Chemical Methods of Microbial Control
Types of Disinfectants
Phenol and Phenolics: Disrupt membranes; used in surgical procedures.
Bisphenol: Hexachlorophene; prescription lotion for surgery.
Essential Oils: Extracted from plants; antimicrobial properties.
Halogens: Iodine and chlorine; impair protein synthesis and membrane function.
Alcohols: Denature proteins, disrupt membranes.
Heavy Metals: Oligodynamic action; antimicrobial effect.
Surfactants: Decrease surface tension; soaps and detergents.

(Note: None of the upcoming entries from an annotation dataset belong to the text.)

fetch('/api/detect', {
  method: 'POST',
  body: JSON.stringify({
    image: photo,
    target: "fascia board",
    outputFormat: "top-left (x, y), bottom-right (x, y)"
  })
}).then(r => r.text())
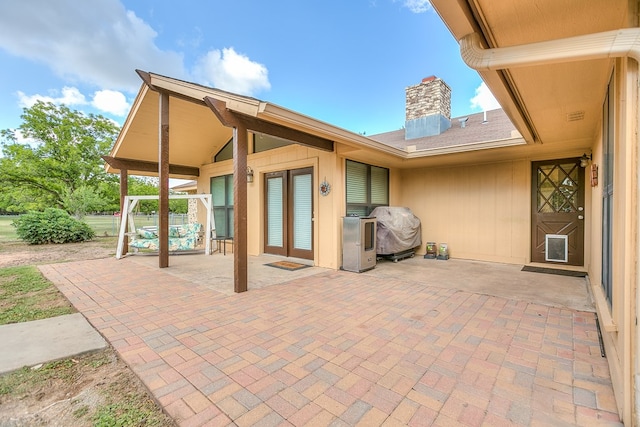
top-left (260, 104), bottom-right (406, 158)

Summary Table: Bacterial Growth Curve Phases
Phase | Description |
|---|---|
Lag | Little/no division, intense metabolic activity |
Log | Exponential growth, rapid division |
Stationary | Equilibrium, deaths balance new cells |
Death | Decline, deaths exceed new cells |
References
Tortora, G. J., et al. (2021) Microbiology: An Introduction, 13th Edition. Pearson Education Inc.